Hey Klmclean, how's it going.  Just wondering, what is Basa Fish?  you're way up north aren't you.  I have a place in the u.p., but you are latitudes past that.


----------



## klmclean (Oct 12, 2005)

boilermaker said:
			
		

> Hey Klmclean, how's it going. Just wondering, what is Basa Fish? you're way up north aren't you. I have a place in the u.p., but you are latitudes past that.
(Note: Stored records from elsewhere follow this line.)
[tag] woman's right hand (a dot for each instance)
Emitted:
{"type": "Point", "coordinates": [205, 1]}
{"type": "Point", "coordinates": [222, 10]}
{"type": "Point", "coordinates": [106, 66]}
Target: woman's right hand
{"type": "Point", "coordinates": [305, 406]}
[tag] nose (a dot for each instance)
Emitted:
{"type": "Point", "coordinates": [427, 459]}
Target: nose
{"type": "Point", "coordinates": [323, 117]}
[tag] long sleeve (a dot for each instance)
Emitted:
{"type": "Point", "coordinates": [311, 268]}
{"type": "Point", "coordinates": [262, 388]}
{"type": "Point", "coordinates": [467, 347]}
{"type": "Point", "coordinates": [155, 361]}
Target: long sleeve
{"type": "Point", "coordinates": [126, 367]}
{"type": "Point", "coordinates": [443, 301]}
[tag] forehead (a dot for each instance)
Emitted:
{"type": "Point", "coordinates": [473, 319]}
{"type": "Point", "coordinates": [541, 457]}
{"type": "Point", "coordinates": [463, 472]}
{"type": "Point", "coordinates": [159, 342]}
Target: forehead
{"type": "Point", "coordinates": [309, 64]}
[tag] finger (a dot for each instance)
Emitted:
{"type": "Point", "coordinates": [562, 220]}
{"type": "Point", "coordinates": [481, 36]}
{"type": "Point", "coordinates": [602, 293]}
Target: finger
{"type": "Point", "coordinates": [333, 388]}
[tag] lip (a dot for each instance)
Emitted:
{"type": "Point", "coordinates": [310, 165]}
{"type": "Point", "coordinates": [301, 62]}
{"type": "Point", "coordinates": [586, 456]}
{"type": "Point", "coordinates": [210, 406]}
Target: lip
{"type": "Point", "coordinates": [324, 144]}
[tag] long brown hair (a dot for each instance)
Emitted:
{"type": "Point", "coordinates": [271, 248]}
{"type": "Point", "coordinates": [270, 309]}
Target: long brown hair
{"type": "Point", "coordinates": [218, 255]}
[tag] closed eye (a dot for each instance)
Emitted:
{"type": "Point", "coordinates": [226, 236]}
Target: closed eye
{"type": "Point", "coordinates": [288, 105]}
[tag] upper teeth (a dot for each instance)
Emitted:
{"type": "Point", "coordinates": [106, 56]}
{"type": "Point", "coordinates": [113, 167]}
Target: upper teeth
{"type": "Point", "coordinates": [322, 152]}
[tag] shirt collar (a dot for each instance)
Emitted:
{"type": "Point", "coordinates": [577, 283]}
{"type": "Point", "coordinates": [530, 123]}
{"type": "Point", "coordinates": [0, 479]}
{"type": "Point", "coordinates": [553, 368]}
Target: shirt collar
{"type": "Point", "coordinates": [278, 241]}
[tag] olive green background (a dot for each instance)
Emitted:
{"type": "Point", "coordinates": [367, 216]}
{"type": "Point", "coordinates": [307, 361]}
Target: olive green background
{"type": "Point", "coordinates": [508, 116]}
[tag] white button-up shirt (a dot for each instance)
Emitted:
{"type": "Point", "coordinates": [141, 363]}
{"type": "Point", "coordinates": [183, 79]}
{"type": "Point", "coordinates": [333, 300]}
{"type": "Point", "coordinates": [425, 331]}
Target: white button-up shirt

Hey there, welcome to my journal 
Basa fish is a catfish I beleive, I get it at Safeway grocery store, there are never any bones in it, I love it. It's from a company called Aquastar, if you look Aquastar up on the net the site should tell you where you can purchase it


----------



## boilermaker (Oct 12, 2005)

I love fish, so I'll have to check that out.  Is it cheap?  Good luck with your goals.  I'm sure you'll be glad to get out of the tundra for a while in January!


----------



## klmclean (Oct 12, 2005)

boilermaker said:
			
		

> I love fish, so I'll have to check that out. Is it cheap? Good luck with your goals. I'm sure you'll be glad to get out of the tundra for a while in January!
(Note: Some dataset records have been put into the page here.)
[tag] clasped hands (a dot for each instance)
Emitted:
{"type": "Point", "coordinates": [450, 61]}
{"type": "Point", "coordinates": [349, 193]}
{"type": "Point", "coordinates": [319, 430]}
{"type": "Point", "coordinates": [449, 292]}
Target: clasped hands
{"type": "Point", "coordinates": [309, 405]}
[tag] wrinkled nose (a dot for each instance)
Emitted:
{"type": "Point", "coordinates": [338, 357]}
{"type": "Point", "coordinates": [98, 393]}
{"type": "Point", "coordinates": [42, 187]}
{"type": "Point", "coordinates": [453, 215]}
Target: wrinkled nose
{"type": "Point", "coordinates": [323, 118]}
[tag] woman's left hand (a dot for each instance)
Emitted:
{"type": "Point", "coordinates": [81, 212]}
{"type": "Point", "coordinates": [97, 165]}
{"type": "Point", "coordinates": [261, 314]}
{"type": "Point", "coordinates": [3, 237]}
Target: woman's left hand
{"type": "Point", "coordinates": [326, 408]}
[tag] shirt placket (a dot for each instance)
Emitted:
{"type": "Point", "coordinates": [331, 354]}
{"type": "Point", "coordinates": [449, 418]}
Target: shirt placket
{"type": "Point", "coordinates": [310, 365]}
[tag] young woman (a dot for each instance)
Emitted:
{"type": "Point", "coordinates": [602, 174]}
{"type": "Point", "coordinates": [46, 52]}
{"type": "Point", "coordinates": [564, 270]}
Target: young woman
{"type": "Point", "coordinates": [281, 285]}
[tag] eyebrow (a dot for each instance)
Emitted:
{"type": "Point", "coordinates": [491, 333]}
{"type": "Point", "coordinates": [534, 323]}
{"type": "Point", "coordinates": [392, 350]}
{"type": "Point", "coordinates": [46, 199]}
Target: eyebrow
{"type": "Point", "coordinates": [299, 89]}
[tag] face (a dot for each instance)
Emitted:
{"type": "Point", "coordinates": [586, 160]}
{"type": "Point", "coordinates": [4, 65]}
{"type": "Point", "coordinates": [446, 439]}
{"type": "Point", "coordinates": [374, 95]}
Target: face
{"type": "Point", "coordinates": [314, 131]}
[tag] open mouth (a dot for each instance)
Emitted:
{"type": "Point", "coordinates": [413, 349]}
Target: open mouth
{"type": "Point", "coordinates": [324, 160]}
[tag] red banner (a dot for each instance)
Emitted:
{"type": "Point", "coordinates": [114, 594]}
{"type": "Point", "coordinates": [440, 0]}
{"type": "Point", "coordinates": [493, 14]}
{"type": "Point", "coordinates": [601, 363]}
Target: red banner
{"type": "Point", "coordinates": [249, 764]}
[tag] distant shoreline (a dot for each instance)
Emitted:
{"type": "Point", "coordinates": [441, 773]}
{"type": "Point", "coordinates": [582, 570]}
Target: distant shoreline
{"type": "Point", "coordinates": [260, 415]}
It's about $15.00 per bag, you get about 6 huge filets in there. Thanks for the encouragement


----------



## boilermaker (Oct 12, 2005)

Hey Klmclean,

I don't want to put you off or anything, but I did some research on Basa Fish and you might want to do the same.  I just typed in Basa Fish on yahoo explorer.


----------



## Emma-Leigh (Oct 13, 2005)

Hey!!   Yay - a new journal  Good stuff!!
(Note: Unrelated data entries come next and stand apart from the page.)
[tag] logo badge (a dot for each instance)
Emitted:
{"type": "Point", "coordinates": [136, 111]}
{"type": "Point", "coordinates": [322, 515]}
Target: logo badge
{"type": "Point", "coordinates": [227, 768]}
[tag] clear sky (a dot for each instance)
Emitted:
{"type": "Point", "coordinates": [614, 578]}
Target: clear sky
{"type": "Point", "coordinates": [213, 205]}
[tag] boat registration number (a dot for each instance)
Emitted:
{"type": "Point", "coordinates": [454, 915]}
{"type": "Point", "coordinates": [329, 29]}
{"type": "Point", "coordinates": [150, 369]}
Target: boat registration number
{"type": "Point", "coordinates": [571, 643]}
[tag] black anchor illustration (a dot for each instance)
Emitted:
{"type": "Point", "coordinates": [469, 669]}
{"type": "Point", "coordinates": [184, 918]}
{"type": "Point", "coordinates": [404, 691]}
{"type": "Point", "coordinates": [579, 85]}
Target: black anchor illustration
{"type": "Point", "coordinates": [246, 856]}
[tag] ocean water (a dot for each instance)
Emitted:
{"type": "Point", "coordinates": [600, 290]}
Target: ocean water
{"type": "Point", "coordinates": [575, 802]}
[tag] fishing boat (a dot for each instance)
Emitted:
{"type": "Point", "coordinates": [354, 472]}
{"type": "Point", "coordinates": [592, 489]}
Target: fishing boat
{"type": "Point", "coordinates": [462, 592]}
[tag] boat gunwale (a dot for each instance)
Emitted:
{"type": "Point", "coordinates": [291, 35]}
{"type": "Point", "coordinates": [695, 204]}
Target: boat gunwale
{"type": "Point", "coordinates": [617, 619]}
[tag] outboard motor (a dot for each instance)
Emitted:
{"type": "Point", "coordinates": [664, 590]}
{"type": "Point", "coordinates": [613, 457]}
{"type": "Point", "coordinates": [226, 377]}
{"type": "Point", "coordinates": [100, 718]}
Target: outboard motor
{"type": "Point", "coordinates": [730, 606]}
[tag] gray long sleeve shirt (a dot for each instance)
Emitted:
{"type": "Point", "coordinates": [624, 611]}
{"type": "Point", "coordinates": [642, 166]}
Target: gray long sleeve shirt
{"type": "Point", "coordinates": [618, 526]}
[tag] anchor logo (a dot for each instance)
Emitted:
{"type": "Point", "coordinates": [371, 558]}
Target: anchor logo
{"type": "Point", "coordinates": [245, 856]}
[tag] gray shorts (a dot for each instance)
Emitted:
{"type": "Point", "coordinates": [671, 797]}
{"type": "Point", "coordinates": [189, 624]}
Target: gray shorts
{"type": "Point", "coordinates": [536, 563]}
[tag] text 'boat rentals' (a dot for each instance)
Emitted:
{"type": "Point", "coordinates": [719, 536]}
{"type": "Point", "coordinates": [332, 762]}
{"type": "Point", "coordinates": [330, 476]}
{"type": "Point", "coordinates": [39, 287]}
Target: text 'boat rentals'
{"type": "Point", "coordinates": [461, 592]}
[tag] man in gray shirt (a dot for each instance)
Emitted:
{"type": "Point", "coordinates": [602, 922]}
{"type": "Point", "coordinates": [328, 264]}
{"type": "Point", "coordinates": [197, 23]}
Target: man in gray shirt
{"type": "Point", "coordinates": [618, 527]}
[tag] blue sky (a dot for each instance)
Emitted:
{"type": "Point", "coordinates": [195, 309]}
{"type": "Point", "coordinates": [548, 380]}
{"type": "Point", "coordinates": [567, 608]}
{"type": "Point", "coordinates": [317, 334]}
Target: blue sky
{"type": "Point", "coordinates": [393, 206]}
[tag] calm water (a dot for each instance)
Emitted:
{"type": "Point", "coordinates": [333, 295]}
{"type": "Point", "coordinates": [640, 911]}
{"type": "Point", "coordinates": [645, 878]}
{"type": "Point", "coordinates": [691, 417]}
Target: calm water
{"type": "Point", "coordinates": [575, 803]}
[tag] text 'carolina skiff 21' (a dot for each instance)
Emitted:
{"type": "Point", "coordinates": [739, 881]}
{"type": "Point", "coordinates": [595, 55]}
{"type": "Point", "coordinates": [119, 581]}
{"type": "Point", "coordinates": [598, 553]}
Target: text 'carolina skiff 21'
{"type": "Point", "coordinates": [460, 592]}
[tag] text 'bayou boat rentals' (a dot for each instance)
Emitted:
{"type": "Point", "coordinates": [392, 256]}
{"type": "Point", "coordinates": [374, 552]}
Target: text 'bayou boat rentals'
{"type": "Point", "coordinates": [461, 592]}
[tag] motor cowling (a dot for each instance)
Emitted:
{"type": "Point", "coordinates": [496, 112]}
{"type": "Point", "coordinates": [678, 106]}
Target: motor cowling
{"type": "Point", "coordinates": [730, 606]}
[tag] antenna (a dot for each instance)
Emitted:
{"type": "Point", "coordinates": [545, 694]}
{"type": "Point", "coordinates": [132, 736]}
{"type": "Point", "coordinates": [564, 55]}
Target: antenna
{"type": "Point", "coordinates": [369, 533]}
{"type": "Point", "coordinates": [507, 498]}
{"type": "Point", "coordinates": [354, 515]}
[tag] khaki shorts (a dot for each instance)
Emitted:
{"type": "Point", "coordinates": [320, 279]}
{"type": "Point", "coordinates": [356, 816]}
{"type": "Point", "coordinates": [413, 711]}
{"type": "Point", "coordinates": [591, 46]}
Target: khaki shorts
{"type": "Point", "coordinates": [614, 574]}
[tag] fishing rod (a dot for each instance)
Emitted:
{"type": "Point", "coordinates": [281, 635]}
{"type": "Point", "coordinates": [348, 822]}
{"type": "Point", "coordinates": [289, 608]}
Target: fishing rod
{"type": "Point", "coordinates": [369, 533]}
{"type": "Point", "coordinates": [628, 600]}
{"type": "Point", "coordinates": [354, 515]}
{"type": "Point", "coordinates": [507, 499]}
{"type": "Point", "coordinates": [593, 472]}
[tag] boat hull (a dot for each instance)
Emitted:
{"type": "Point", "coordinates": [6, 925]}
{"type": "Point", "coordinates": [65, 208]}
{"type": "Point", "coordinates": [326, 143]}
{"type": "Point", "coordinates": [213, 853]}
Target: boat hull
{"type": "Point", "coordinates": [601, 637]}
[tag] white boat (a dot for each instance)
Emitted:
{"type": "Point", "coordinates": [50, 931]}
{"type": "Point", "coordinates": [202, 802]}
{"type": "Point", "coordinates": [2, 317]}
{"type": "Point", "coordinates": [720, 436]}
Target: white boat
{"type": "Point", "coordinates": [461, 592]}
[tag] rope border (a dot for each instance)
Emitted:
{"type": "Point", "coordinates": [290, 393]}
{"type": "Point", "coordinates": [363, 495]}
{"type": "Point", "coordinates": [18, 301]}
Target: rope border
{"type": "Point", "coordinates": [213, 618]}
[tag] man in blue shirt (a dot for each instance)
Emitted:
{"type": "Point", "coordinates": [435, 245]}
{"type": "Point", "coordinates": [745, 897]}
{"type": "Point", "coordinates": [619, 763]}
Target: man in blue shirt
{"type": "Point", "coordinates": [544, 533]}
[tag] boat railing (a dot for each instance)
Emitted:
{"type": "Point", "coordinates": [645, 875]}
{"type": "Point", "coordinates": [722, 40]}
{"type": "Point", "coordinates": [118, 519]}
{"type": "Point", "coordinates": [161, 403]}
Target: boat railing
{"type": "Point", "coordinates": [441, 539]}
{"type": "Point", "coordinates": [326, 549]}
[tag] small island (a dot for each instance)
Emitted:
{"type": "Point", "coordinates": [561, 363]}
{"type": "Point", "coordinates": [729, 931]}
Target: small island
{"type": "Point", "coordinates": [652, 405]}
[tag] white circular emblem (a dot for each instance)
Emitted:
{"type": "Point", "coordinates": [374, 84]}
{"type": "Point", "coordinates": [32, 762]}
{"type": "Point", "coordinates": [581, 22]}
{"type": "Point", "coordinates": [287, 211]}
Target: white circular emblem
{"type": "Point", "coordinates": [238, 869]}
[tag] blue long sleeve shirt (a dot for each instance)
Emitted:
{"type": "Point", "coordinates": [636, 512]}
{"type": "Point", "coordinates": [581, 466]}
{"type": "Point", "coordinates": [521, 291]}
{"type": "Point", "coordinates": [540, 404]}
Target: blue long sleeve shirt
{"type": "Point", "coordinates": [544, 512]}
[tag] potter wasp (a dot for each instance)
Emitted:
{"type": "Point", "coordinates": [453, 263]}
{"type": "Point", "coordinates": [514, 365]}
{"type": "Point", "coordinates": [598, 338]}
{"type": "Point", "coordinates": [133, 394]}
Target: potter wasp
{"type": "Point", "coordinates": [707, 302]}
And how have you been? What have you been up to?

Diet is looking good but I would be willing to say that you are doing wayyy too much cardio!  Would you cut it down at all?


----------



## yellowmoomba (Oct 13, 2005)

boilermaker said:
			
		

> Hey Klmclean,
> 
> I don't want to put you off or anything, but I did some research on Basa Fish and you might want to do the same.  I just typed in Basa Fish on yahoo explorer.



Scary


----------



## klmclean (Oct 13, 2005)

boilermaker said:
			
		

> Hey Klmclean,
> 
> I don't want to put you off or anything, but I did some research on Basa Fish and you might want to do the same. I just typed in Basa Fish on yahoo explorer.


I couldn't find anything other than that they are bottom feeder   Is there more?


----------



## klmclean (Oct 13, 2005)

Emma-Leigh said:
			
		

> Hey!!  Yay - a new journal  Good stuff!!
> 
> And how have you been? What have you been up to?
> 
> ...


Hey Emma, I've been really busy with work the past few months so I haven't been journalling, just checking in on everyone. I've got two gym memberships now, one is free ( a freind of mine owns the gym) and the other one is where I've been taking my spin classes, I can't say enough about these classes and what they have done for my legs  I find if I do any less it's hard for me to stay lean, mabye my diet sucks, I don't know. I don't find I'm getting burned out and I really look forward to my daily spin class, it's a good stress releaver, but I promise if I start getting burned out I'll cut down


----------



## boilermaker (Oct 13, 2005)

Klmclean,

Read This .  There is a chart comparing basa and tra fish to catfish.  Pay special attention to the "how fish are raised", "water quality" and "other uses of same water".


----------



## klmclean (Oct 13, 2005)

boilermaker said:
			
		

> Klmclean,
> 
> Read This . There is a chart comparing basa and tra fish to catfish. Pay special attention to the "how fish are raised", "water quality" and "other uses of same water".


 
             OH MY GOD!!!!!!!

No more Basa for me. I'll switch to Talapia (sp?)


----------



## The Monkey Man (Oct 17, 2005)

*  WTF!?!? *



*I've been gone almost a week, and there's no WO's posted in here???*

_You are going to piss me off little lady -_ **


----------